- 3 cloves garlic (sometimes I add more, my family loves garlic!)
- 1/3 to 1/2 cup walnuts
- 1 to 2 inch square block of Parmesan cheese
- 1 cup roasted red bell pepper (fresh or jarred)
- 3 TBSP dried basil
- ½ tsp. salt
- ¼ tsp. pepper
- 1/8 cup extra virgin olive oil
- 1 lb. pasta of your choice (I choose 100% whole wheat pasta, usually spaghetti) cooked according to directions
- 1 cup reserved pasta water after cooking
- 1/4 to 1/2 cup heavy cream or half and half (I was out of heavy cream and half and half so I replaced with a can of evaporated milk 1/2 cup, could probably use skim milk, too)
- 1/2 cup ricotta cheese (I was also out of ricotta cheese so I replaced with a 1/2 cup of mozzarella cheese shredded)
- 1 cup cooked diced chicken breast (I always have some frozen diced chicken breast or you could use rotisserie or leftovers from another chicken meal)

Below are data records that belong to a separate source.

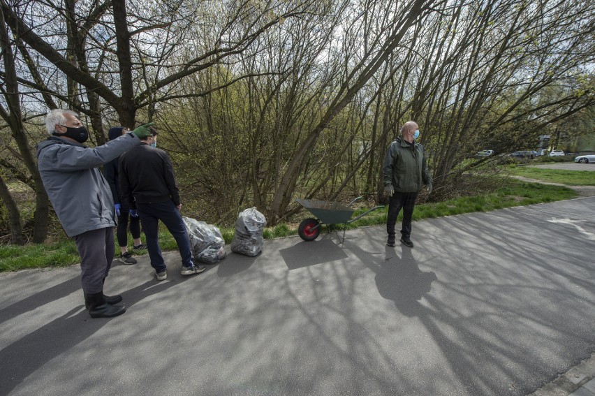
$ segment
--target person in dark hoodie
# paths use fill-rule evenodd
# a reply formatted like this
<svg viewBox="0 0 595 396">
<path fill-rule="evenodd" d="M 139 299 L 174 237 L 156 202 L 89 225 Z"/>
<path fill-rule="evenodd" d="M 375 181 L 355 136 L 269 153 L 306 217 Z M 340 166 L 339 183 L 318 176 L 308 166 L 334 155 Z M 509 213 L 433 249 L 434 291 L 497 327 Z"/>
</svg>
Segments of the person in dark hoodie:
<svg viewBox="0 0 595 396">
<path fill-rule="evenodd" d="M 37 146 L 39 175 L 56 216 L 76 243 L 85 305 L 91 318 L 110 318 L 126 311 L 126 307 L 115 305 L 122 296 L 103 294 L 114 259 L 116 214 L 112 192 L 99 167 L 150 136 L 150 126 L 141 125 L 91 148 L 83 145 L 89 132 L 75 112 L 54 109 L 45 117 L 50 138 Z"/>
<path fill-rule="evenodd" d="M 384 159 L 382 168 L 384 191 L 389 197 L 386 244 L 390 247 L 395 246 L 395 226 L 402 208 L 401 242 L 413 247 L 411 239 L 411 219 L 416 199 L 424 184 L 427 192 L 432 192 L 432 175 L 427 168 L 425 149 L 416 140 L 419 135 L 418 124 L 413 121 L 406 122 L 401 129 L 401 135 L 390 143 Z"/>
<path fill-rule="evenodd" d="M 129 132 L 127 128 L 123 126 L 115 126 L 110 128 L 108 132 L 110 140 L 113 140 Z M 122 200 L 119 183 L 119 157 L 112 159 L 103 166 L 103 175 L 110 188 L 112 189 L 112 197 L 114 198 L 114 208 L 116 216 L 118 217 L 118 226 L 116 230 L 116 237 L 118 240 L 118 245 L 120 247 L 120 256 L 118 260 L 126 265 L 136 264 L 132 254 L 128 251 L 128 226 L 130 221 L 130 233 L 132 234 L 133 249 L 141 250 L 147 249 L 147 245 L 140 241 L 140 219 L 135 210 L 130 210 L 128 204 Z"/>
<path fill-rule="evenodd" d="M 142 143 L 120 157 L 120 191 L 131 210 L 138 210 L 147 240 L 151 266 L 157 280 L 167 279 L 166 262 L 159 247 L 159 224 L 161 220 L 175 239 L 182 258 L 182 274 L 192 275 L 205 270 L 194 264 L 186 226 L 179 211 L 179 191 L 175 181 L 173 164 L 165 151 L 156 148 L 157 131 Z"/>
</svg>

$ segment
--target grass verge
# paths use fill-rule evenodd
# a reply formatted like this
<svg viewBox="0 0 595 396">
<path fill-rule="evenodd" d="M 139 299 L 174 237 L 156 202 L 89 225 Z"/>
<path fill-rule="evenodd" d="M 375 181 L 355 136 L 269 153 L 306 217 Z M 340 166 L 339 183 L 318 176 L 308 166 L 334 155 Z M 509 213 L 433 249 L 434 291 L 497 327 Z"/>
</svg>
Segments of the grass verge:
<svg viewBox="0 0 595 396">
<path fill-rule="evenodd" d="M 574 171 L 574 173 L 578 171 Z M 593 177 L 595 177 L 595 172 L 587 172 L 587 173 L 594 174 Z M 571 175 L 564 176 L 566 180 L 570 179 L 571 174 L 572 172 Z M 524 176 L 524 175 L 522 175 Z M 592 177 L 591 175 L 582 175 L 580 179 L 576 181 L 575 185 L 595 185 L 595 181 L 589 181 L 590 177 Z M 585 179 L 587 179 L 586 182 L 584 181 Z M 583 180 L 583 183 L 593 184 L 579 184 L 581 180 Z M 548 179 L 548 181 L 551 180 Z M 499 189 L 492 193 L 418 205 L 413 212 L 413 220 L 476 212 L 490 212 L 513 206 L 571 199 L 575 198 L 576 196 L 576 193 L 573 189 L 567 187 L 510 180 L 506 186 Z M 366 209 L 360 209 L 355 211 L 353 218 L 366 210 Z M 347 229 L 384 224 L 386 222 L 387 210 L 388 207 L 384 207 L 372 212 L 356 221 L 346 225 Z M 304 210 L 304 217 L 307 217 L 311 216 L 309 216 L 309 213 Z M 400 218 L 401 215 L 397 221 L 401 221 Z M 221 230 L 226 242 L 231 242 L 234 229 L 222 228 Z M 264 230 L 263 236 L 265 239 L 272 239 L 294 235 L 297 233 L 297 226 L 281 223 L 267 228 Z M 129 240 L 131 239 L 129 238 Z M 163 251 L 177 249 L 175 240 L 165 228 L 160 229 L 159 244 Z M 62 240 L 51 244 L 0 246 L 0 272 L 16 271 L 27 268 L 65 267 L 79 262 L 76 247 L 71 240 Z"/>
<path fill-rule="evenodd" d="M 595 186 L 595 172 L 592 170 L 562 170 L 531 166 L 512 166 L 510 173 L 536 180 L 559 183 L 566 186 Z"/>
</svg>

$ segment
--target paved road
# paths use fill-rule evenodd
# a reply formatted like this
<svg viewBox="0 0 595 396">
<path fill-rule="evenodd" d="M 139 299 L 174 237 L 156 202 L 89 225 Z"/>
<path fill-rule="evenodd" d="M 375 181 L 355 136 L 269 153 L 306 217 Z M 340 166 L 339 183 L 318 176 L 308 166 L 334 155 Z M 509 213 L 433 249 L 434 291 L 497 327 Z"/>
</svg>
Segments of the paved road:
<svg viewBox="0 0 595 396">
<path fill-rule="evenodd" d="M 577 163 L 575 162 L 552 162 L 532 165 L 534 168 L 545 169 L 563 169 L 564 170 L 590 170 L 595 171 L 595 163 Z"/>
<path fill-rule="evenodd" d="M 527 395 L 595 351 L 595 197 L 267 241 L 191 277 L 0 274 L 0 395 Z"/>
</svg>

Cook pasta according to package directions. Before draining, remove 1 cup of the starchy cooking water from the pot with a coffee cup or measuring cup. A little trick I learned from Rachael Ray, by saving the starchy cooking water, it helps bring the sauce together to make it creamier.
While the pasta is cooking, dice your cooked chicken breast and red roasted peppers.
Drain the pasta and return to the pot. Add the garlic-parmesan-walnut pesto mix to the pasta and stir to combine. Add the roasted red pepper and diced chicken, basil, salt and pepper. Add olive oil and mix well. Stir in heavy cream and ricotta cheese for a creamier sauce. Add small amounts of the starchy cooking water to the creamy pasta until you feel you have a good sauce and moves easily. Heat until warmed through.
Serve immediately with a side salad and garlic bread. Today, I served it with apple slices for the kids.
Everyone loved it, except Dear Daughter and she is NOT my pickiest eater...Even my pickiest eater ate every last bite!